Figure 22. OSPFv2 Router link state advertisement format.

One thing that we don't see in the Router LSA is any information to help with traffic engineering. What kind of information might be helpful?

Bandwidth capability of the link
Current bandwidth usage on a link
Information on link reliability
Etc...

To accommodate the distribution of additional information not needed by standard IP routing but useful for MPLS traffic engineering an additional LSA was added in RFC2370 in 1998. RFC5250 obsoleted RFC2370 and contains the definition of this new "Opaque LSA":

   This document defines enhancements to the OSPF protocol to support a
   new class of link state advertisements (LSAs) called Opaque LSAs.
   Opaque LSAs provide a generalized mechanism to allow for the future
   extensibility of OSPF.  Opaque LSAs consist of a standard LSA header
   followed by application-specific information.  The information field
   may be used directly by OSPF or by other applications.  Standard OSPF
   link-state database flooding mechanisms are used to distribute Opaque
   LSAs to all or some limited portion of the OSPF topology.

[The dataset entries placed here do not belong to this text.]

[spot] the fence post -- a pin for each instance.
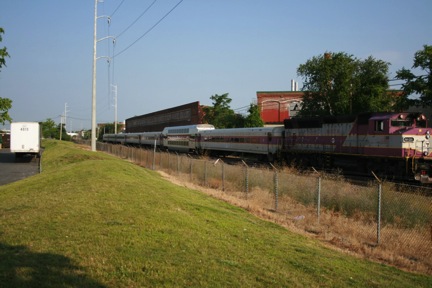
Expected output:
(178, 163)
(191, 169)
(205, 173)
(223, 177)
(246, 180)
(276, 187)
(154, 155)
(379, 209)
(319, 199)
(318, 195)
(379, 214)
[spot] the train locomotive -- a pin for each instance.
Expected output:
(392, 145)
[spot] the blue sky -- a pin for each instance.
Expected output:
(202, 48)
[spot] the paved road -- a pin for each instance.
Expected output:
(12, 169)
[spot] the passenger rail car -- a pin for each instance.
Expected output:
(265, 141)
(183, 138)
(391, 144)
(139, 139)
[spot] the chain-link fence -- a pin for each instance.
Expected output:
(384, 221)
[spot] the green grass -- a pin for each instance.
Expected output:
(92, 220)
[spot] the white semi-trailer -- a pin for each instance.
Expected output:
(25, 138)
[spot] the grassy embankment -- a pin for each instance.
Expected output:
(93, 220)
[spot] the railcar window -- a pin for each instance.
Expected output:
(379, 125)
(401, 123)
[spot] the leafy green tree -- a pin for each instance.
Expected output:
(254, 118)
(421, 84)
(220, 114)
(340, 84)
(49, 129)
(5, 103)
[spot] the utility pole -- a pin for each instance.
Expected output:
(66, 116)
(93, 136)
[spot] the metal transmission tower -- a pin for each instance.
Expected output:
(95, 58)
(114, 87)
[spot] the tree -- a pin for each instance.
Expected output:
(340, 84)
(422, 84)
(254, 118)
(5, 103)
(220, 114)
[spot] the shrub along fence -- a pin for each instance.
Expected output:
(385, 221)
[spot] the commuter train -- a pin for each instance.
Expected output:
(392, 145)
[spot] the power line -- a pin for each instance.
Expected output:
(112, 14)
(142, 14)
(133, 43)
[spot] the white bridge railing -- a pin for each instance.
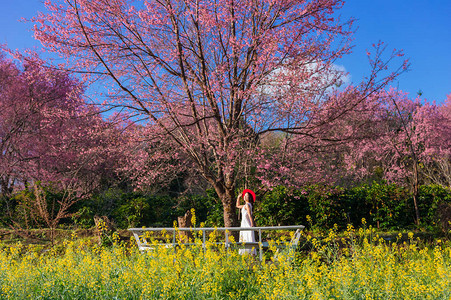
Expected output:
(143, 245)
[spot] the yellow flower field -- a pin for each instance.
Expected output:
(366, 268)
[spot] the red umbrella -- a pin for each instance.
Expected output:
(251, 192)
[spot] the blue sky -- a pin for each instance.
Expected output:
(422, 28)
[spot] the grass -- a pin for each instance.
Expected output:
(356, 264)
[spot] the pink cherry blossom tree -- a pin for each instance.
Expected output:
(49, 136)
(209, 79)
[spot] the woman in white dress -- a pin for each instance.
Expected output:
(247, 220)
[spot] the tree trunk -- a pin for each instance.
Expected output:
(415, 192)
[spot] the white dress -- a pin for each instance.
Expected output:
(246, 235)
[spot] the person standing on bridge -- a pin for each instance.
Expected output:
(247, 220)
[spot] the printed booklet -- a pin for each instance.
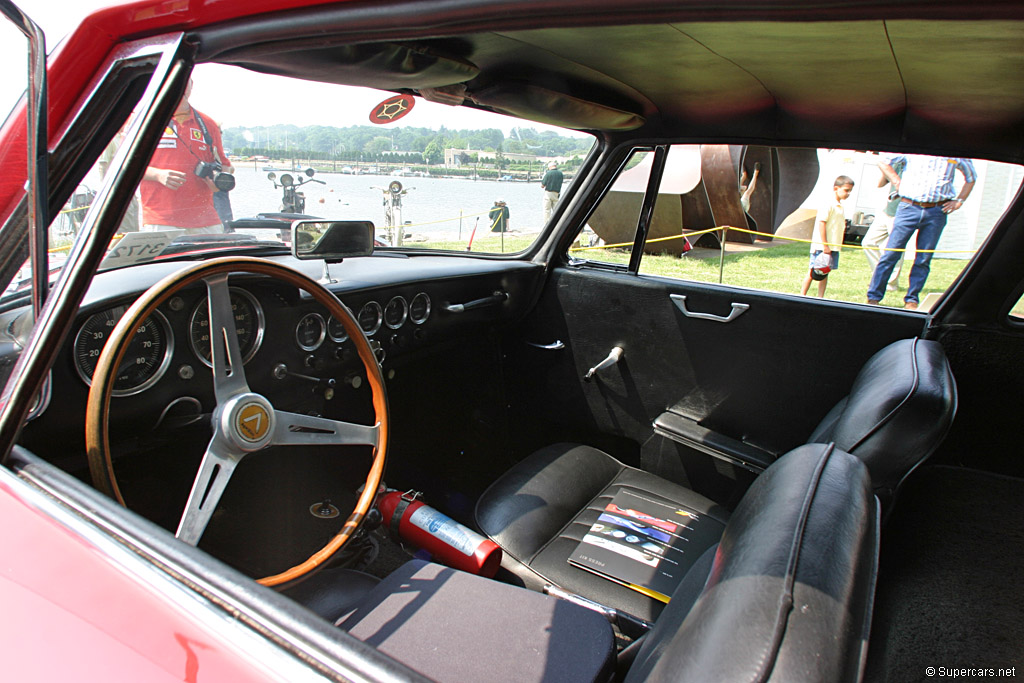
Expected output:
(645, 544)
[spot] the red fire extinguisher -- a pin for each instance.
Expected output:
(446, 540)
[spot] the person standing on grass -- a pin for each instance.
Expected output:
(552, 184)
(927, 198)
(499, 216)
(878, 233)
(826, 238)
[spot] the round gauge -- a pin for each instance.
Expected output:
(370, 317)
(419, 308)
(145, 360)
(248, 326)
(309, 332)
(336, 331)
(395, 312)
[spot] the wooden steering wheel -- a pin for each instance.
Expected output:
(243, 421)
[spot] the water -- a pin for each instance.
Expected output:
(431, 207)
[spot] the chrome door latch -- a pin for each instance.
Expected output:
(613, 356)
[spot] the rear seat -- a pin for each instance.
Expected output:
(785, 595)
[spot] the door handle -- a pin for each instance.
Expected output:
(556, 345)
(493, 300)
(613, 357)
(737, 310)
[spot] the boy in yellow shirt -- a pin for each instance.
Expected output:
(826, 238)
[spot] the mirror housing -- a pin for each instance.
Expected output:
(332, 241)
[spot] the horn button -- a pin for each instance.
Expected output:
(248, 421)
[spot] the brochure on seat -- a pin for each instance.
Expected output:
(645, 544)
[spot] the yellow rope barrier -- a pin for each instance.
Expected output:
(721, 228)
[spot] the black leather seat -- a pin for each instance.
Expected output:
(452, 626)
(899, 410)
(785, 595)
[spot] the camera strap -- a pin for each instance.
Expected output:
(206, 137)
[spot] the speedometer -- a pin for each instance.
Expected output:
(309, 332)
(249, 326)
(145, 360)
(370, 317)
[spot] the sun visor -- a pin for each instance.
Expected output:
(382, 66)
(544, 105)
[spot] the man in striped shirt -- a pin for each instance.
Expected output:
(927, 198)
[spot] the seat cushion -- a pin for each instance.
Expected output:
(898, 411)
(788, 593)
(540, 510)
(452, 626)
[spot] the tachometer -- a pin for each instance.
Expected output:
(309, 332)
(336, 331)
(419, 308)
(370, 317)
(395, 312)
(248, 326)
(145, 360)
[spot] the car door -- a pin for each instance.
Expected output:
(752, 369)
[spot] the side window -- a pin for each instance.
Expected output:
(753, 217)
(608, 235)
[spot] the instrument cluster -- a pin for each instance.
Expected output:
(154, 343)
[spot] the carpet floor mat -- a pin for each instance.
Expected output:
(951, 579)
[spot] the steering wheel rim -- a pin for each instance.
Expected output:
(237, 404)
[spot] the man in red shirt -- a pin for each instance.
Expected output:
(173, 197)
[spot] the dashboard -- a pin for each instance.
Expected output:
(295, 353)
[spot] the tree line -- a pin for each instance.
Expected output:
(415, 145)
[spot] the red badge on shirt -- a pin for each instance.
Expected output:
(392, 109)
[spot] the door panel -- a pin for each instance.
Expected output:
(766, 378)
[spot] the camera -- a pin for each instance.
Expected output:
(213, 170)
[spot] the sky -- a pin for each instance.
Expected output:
(232, 104)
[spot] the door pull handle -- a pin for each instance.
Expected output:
(613, 357)
(556, 345)
(493, 300)
(737, 310)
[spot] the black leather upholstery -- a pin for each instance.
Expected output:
(453, 626)
(898, 411)
(540, 510)
(788, 594)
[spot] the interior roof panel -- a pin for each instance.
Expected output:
(919, 85)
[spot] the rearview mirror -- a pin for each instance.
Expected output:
(332, 240)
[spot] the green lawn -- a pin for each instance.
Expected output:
(778, 267)
(781, 267)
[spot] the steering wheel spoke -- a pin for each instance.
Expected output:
(228, 369)
(214, 473)
(243, 422)
(295, 429)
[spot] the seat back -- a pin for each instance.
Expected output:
(787, 593)
(898, 411)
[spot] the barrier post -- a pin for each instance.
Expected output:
(721, 258)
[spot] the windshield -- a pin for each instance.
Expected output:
(246, 154)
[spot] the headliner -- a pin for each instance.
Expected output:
(934, 86)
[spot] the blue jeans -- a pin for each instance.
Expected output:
(929, 224)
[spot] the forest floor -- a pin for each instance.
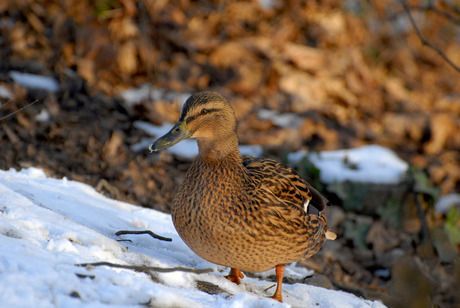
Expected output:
(352, 74)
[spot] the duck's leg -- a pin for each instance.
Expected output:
(279, 282)
(235, 276)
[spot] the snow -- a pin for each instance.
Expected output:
(445, 202)
(366, 164)
(35, 81)
(48, 226)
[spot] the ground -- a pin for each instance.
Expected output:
(351, 74)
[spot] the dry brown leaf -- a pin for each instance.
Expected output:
(304, 57)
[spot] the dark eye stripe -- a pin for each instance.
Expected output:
(208, 111)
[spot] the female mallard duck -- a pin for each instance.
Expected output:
(250, 214)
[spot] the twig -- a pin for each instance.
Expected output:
(144, 268)
(14, 112)
(154, 235)
(424, 40)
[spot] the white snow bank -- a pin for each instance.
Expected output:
(35, 81)
(444, 203)
(146, 92)
(49, 225)
(367, 164)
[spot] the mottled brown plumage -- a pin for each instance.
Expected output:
(250, 214)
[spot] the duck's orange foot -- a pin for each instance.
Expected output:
(235, 276)
(277, 297)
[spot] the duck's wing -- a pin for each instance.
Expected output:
(285, 184)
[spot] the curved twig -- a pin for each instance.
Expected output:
(144, 268)
(424, 40)
(152, 234)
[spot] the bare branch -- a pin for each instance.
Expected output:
(424, 40)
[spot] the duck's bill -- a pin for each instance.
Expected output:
(178, 133)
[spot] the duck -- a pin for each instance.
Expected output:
(250, 214)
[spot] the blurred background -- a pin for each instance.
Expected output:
(75, 77)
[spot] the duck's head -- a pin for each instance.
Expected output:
(206, 116)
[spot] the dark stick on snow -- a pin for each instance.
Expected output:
(144, 268)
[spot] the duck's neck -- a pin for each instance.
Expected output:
(216, 151)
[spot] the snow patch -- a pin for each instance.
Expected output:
(367, 164)
(48, 226)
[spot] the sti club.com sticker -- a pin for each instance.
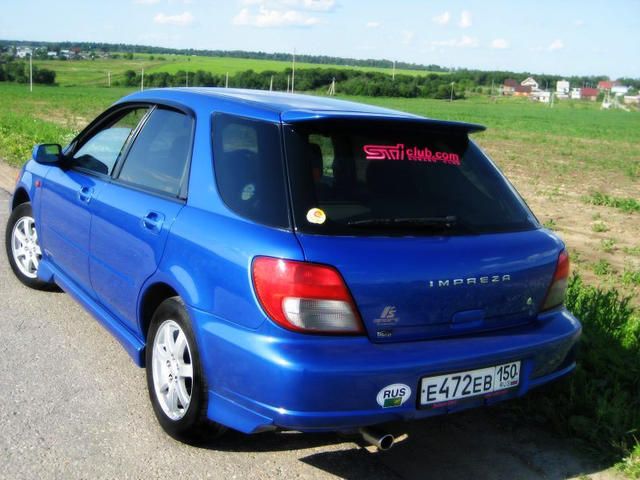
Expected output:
(316, 215)
(393, 395)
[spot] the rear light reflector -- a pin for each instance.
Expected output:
(558, 288)
(305, 297)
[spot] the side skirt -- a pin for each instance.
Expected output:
(131, 343)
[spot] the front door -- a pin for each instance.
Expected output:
(68, 193)
(132, 216)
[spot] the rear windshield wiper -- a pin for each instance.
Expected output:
(437, 222)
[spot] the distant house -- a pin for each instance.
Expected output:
(619, 90)
(606, 85)
(24, 52)
(541, 96)
(562, 88)
(588, 93)
(530, 82)
(509, 86)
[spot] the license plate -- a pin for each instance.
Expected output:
(443, 389)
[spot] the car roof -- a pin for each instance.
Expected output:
(291, 107)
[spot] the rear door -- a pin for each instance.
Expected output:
(133, 214)
(430, 238)
(68, 192)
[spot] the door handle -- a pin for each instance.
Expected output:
(85, 194)
(153, 221)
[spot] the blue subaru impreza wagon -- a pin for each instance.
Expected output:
(283, 261)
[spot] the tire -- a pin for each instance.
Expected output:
(23, 250)
(177, 386)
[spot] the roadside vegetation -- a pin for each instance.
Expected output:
(578, 167)
(600, 403)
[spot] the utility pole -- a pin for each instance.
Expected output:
(293, 71)
(332, 87)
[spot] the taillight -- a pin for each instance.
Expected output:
(305, 297)
(558, 288)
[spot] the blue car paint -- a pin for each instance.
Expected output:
(260, 375)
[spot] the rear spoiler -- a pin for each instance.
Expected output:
(297, 116)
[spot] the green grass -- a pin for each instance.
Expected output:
(599, 227)
(627, 205)
(608, 245)
(602, 267)
(631, 465)
(600, 403)
(48, 115)
(94, 72)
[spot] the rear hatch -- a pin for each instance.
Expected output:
(430, 238)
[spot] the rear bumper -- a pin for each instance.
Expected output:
(259, 381)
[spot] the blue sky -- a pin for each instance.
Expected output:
(561, 37)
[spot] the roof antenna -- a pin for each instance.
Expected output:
(293, 71)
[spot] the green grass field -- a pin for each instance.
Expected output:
(94, 72)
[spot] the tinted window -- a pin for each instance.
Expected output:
(159, 156)
(396, 178)
(249, 169)
(101, 151)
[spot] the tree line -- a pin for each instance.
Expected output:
(350, 82)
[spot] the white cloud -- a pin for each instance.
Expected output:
(463, 42)
(267, 18)
(555, 45)
(181, 20)
(465, 19)
(407, 37)
(305, 5)
(500, 43)
(443, 18)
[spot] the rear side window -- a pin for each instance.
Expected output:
(249, 169)
(159, 156)
(393, 178)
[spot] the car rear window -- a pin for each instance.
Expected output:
(373, 177)
(249, 169)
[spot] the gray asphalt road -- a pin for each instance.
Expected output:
(72, 405)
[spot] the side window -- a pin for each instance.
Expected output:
(249, 169)
(100, 152)
(159, 155)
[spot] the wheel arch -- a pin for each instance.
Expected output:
(20, 196)
(152, 297)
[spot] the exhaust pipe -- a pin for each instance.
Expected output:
(384, 441)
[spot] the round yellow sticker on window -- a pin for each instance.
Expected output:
(316, 215)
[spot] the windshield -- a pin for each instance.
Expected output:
(396, 178)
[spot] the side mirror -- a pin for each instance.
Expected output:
(47, 153)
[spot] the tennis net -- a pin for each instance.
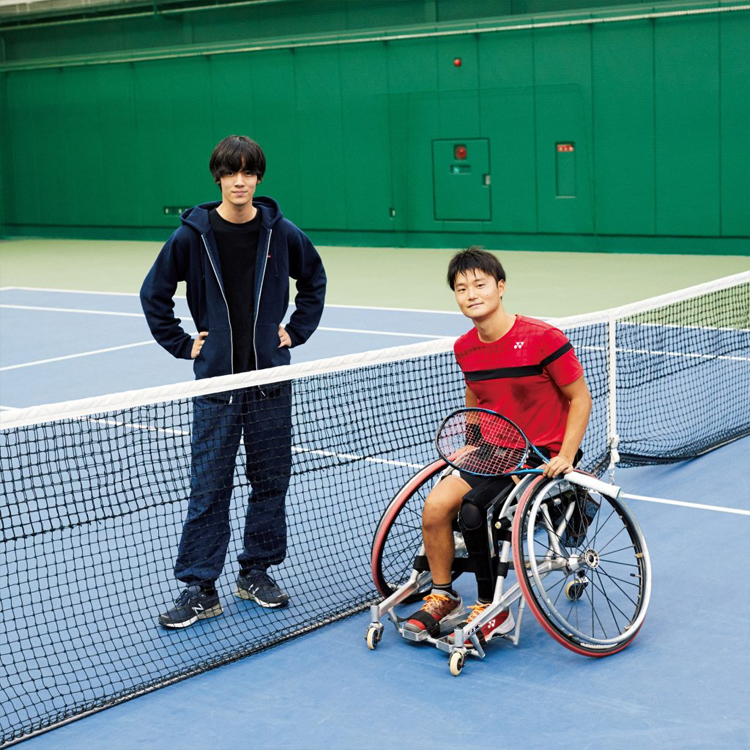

With this new LSA OSPF was extended to support traffic engineering in RFC3630:

   This document describes extensions to the OSPF protocol version 2 to
   support intra-area Traffic Engineering (TE), using Opaque Link State
   Advertisements.

Among the most interesting information that gets carried in the opaque LSA defined in RFC3630 is:

  5 - Traffic engineering metric (4 octets)
  6 - Maximum bandwidth (4 octets)
  7 - Maximum reservable bandwidth (4 octets)
  8 - Unreserved bandwidth (32 octets)

So they support a metric different from that used by IP, and a number of flavors of link bandwidth.

RSVP-TE

We will discuss an alternative method for label distribution, RSVP-TE, that supports traffic engineering via explicit paths in the section on GMPLS.